In der vergangenen Woche hatte bereits der Schweizer „Tagesanzeiger“ berichtet, dass der Organisator ein enger Vertrauter des Schweizer Therapeuten Samuel Widmer sei, auch deutsche Medien hatten über einen möglichen Psycholyse-Zusammenhang berichtet. Widmers „Kirschblütengemeinschaft“ wird von der Zentralstelle für Weltanschauungsfragen der Evangelischen Kirche als „problematisch“ eingestuft, Kritiker sprechen von einer Sekte. Die Sprecherin der Gruppe war kurzfristig nicht erreichbar.
„Mit Psychotherapie und Medizin hat die sogenannte Psycholyse nichts zu tun“, betont Iris Hauth, Präsidentin der Deutschen Gesellschaft für Psychiatrie und Psychotherapie, Psychosomatik und Nervenheilkunde (DGPPN). „Wenn jemand zu diesem Zweck illegale Drogen verabreicht, dann ist das eine Straftat. Außerdem wird dabei dem Machtmissbrauch durch den Therapeuten Tür und Tor geöffnet.“
„Ich habe kein Verständnis für Drogen, auch nicht zur Bewusstseinserweiterung“, sagt Stefka Weiland. „Das ist konträr zu unserer Arbeit“, betont sie. „Hier geht es um Ruhe in einer idyllischen Umgebung, um Bewegung und Tanz. Wir fühlen uns missbraucht.“ Der Veranstalter habe nur die Räume gemietet, für die Inhalte des Seminars sei sie nicht zuständig. „Mit Esoterik haben wir nichts zu tun“, sagt sie.
Ob die Teilnehmer die Droge bewusst und freiwillig nahmen, ist noch offen. Die Polizei ermittelt weiter und gibt derzeit keine Auskünfte zu dem laufenden Verfahren heraus. Es sollen erst die Ergebnisse der laufenden Befragungen und der Blutproben abgewartet werden. Die Polizei vermutet, dass die 24- bis 56-Jährigen die Szenedroge „2C-E“ genommen haben.

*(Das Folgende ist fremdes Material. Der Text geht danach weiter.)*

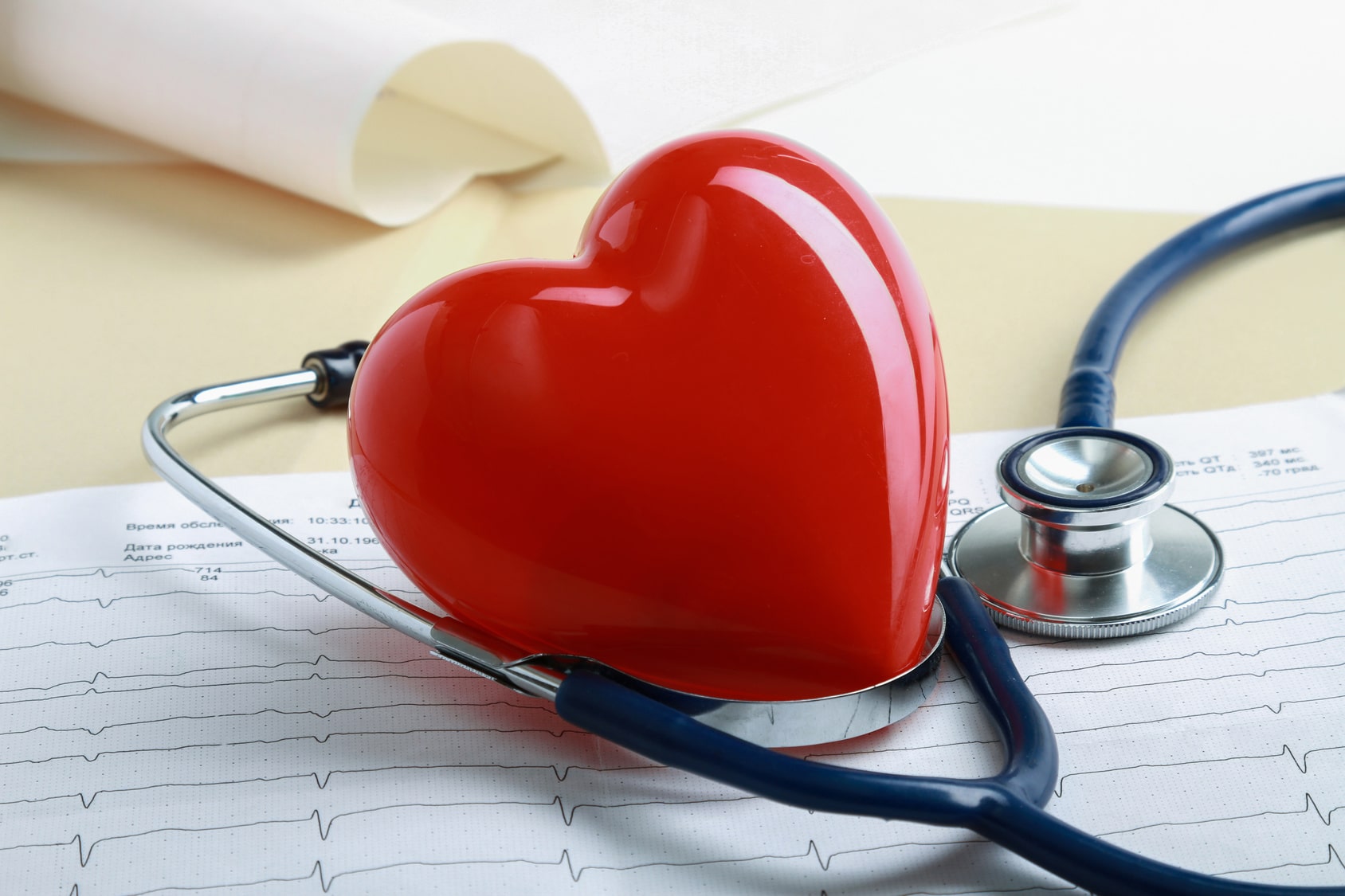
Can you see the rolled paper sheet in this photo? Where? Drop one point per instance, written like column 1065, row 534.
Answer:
column 377, row 109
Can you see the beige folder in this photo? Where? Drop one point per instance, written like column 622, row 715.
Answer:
column 127, row 284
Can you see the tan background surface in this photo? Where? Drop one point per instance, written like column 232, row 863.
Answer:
column 123, row 285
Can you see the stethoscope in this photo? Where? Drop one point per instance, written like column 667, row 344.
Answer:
column 1084, row 545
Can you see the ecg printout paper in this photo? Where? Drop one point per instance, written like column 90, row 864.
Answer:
column 181, row 716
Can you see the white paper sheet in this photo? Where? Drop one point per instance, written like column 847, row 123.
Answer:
column 178, row 716
column 385, row 109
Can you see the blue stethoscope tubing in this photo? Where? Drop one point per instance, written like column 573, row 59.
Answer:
column 1006, row 808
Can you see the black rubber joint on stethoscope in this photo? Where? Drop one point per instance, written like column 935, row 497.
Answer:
column 335, row 369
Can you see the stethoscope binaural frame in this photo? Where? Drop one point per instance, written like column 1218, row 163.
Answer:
column 1125, row 480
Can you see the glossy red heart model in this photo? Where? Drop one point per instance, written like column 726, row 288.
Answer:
column 709, row 451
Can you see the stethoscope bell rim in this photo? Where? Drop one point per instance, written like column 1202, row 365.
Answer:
column 1084, row 545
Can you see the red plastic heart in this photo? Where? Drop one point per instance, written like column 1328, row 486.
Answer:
column 709, row 451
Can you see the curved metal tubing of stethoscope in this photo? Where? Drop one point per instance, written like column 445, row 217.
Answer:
column 1005, row 809
column 326, row 381
column 1088, row 397
column 475, row 651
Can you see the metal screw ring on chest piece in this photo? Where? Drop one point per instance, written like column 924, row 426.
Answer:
column 1084, row 544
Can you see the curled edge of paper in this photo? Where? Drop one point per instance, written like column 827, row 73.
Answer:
column 459, row 111
column 382, row 115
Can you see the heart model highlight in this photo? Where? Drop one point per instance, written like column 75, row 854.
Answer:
column 709, row 451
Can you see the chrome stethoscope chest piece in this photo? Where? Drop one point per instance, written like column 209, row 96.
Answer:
column 1084, row 544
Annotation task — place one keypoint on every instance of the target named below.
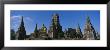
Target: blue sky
(68, 18)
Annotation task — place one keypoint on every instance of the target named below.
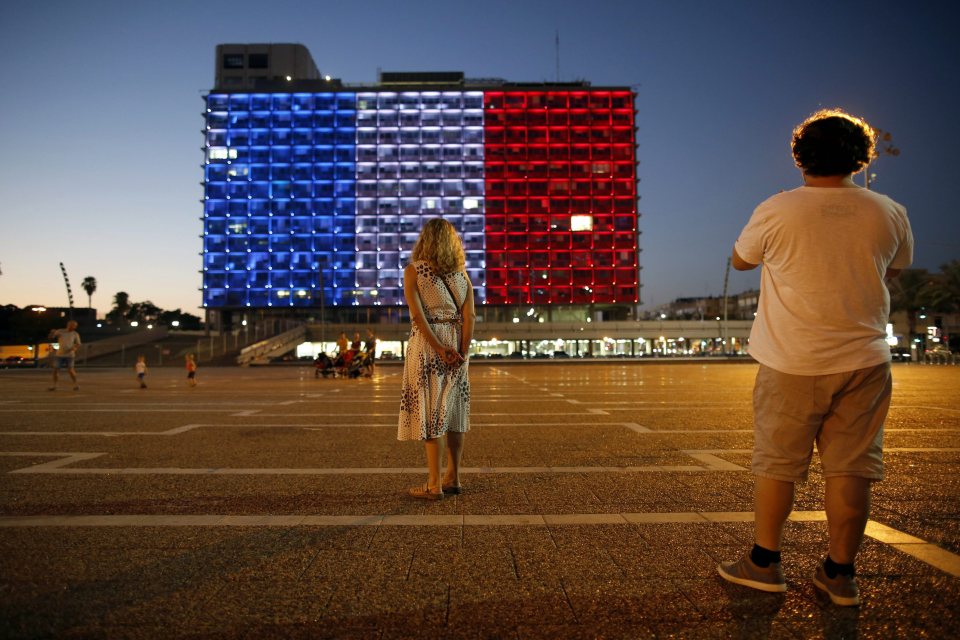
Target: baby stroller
(323, 366)
(343, 362)
(358, 365)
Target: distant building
(315, 190)
(741, 306)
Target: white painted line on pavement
(710, 464)
(308, 427)
(922, 550)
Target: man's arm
(740, 264)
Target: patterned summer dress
(435, 398)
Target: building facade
(315, 190)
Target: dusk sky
(100, 116)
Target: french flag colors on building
(318, 198)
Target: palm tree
(121, 304)
(89, 285)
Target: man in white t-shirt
(68, 343)
(819, 336)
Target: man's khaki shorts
(842, 413)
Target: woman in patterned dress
(435, 397)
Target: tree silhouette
(89, 285)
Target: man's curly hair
(832, 142)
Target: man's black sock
(833, 569)
(763, 557)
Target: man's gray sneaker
(843, 590)
(746, 573)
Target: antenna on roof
(558, 54)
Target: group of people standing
(827, 248)
(67, 341)
(824, 380)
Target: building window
(233, 61)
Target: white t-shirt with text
(824, 252)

Stefka Weiland lässt der Vorfall bis heute nicht los. „Ich habe seitdem noch keine Nacht durchgeschlafen, im Geiste sehe ich immer noch die Leute auf dem Rasen. Sie sei „froh, dass alle überlebt haben.“ Der ganze Tagungsraum sei verwüstet worden, überall hätten blutverschmierte Matten und Kissen herum gelegen. Rettungskräfte hätten die Betroffenen vor Ort am Tropf versorgt. Stefka Weiland: „Wir werden den Veranstaltern eine Rechnung für die Schäden schicken.“
Die Psycholyse
◼ Die Anhänger der Psycholyse wollen mit Hilfe von Drogen eine Art Bewusstseinserweiterung erreichen. Die „psycholytische Therapie“ ist von den Kassen nicht zugelassen. Anhänger wie der Schweizer Psychiater Samuel Widmer sprechen auch von „Substanz-unterstützter Psychotherapie“. Wiederholt ist es dabei zu schweren Folgen gekommen. Dazu gehören etwa Depressionen, Hirnschäden, Krampfanfälle oder Herzrasen. Befürworter meinen, die Drogen würden die Wahrnehmung verstärken und das Bewusstsein steigern. Die Psycholyse gilt indes wissenschaftlich als nicht haltbar. Für Kritiker kommt es beim Einsatz von illegalen Drogen wegen der therapeutischen Machtposition zu einer doppelten Grenzüberschreitung.